Prior to starting their bout in the ring – the “dohyo” made of sand and clay – both sumo wrestlers, or “rikishi”, go through ancient ceremonial preparations. They clap their hands to “awaken the gods”, they toss salt into the ring for its purification, and they stamp their feet to “crush all that's evil”. Dressed only in tightly wound silken loincloths, they then crouch and prepare for the opening charge – both hands are out in front of them, knuckles down on the ground. A bout may last anywhere from a few seconds to several minutes. Whatever the duration, the athletes combine power and technique to force their opponents out of the ring or force them to the ground – with any part of the body other than the soles.
Sumo features in The World Games 2013; check the event calendar for details about when it is scheduled.
DID YOU KNOW THAT...?
Whatever the outcome ...
Whatever the outcome of the bout, the winner is honored as much as the loser is respected.
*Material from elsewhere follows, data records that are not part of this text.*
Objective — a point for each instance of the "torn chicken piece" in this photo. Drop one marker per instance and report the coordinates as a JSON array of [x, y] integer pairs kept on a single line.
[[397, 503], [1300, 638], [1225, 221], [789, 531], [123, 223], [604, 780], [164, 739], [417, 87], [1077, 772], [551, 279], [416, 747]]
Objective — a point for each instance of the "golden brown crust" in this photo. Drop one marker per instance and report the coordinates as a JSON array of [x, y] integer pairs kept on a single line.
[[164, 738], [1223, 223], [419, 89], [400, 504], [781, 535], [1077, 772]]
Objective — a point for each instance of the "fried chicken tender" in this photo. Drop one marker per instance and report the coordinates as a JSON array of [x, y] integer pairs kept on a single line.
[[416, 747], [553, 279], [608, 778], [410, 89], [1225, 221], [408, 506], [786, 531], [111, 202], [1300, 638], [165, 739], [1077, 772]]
During The World Games in 2005 and 2009, a few athletes were warned and asked by the referee to repeat their bows to each other at the conclusion of their fights. The first ones could not be considered "genuinely respectful".
Around the world ...
Sumo is a Japanese wrestling sport. It enjoyed immense popularity there throughout many centuries and only spread to the rest of the world in more recent years. Close to 100 countries are currently affiliated to the world governing body, the International Sumo Federation (ISF). While sumo is considered to be all Japanese, similar forms of wrestling are still contested in some of the countries of the former Soviet Union as well as in North and South Korea.
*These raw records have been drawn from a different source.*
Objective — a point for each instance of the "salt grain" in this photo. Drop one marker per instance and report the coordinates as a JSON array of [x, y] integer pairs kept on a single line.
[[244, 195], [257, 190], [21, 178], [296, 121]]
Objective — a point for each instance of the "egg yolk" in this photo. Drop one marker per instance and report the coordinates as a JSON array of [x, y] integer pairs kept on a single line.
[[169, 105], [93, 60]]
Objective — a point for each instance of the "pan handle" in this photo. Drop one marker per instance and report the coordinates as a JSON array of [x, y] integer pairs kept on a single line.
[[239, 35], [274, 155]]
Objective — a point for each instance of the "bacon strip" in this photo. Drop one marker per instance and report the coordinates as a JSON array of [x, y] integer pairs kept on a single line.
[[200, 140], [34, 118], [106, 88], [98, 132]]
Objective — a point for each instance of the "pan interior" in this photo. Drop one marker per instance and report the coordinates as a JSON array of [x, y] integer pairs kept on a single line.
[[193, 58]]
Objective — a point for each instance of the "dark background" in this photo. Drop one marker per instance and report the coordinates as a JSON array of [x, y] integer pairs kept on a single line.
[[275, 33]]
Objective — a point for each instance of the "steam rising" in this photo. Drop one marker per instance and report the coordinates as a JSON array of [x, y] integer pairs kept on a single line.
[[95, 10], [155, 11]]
Sumo traces its origins back to ancient times. It is said to have made its first appearance in Japanese mythology as a simple trial of strength. Eventually it came to be practiced throughout the country as part of Shinto ritual and thus achieved its full expression: one tied in strongly with the national spirit of Japan. Nevertheless, references to virtually identical wrestling can also be found in the historical chronicles of countries such as China and India, and even in some murals of ancient Greece.
Sumo today ...
Amateurs and professionals participate in modern sumo, both preserving their own spheres but working together in perfect harmony and contributing to the overall development of the sport. Professional sumo underwent various organizational changes until the Japan Sumo Association was constituted, in 1925, as a body with juridical status. It has striven to raise the level of technique and the ethical standards of all those engaged in sumo.
Amateur sumo, which is placed under the auspices of the ISF, features different weight classes for all rikishi, regardless of their size, to compete on an equal footing. And only amateur sumo has a women's division too.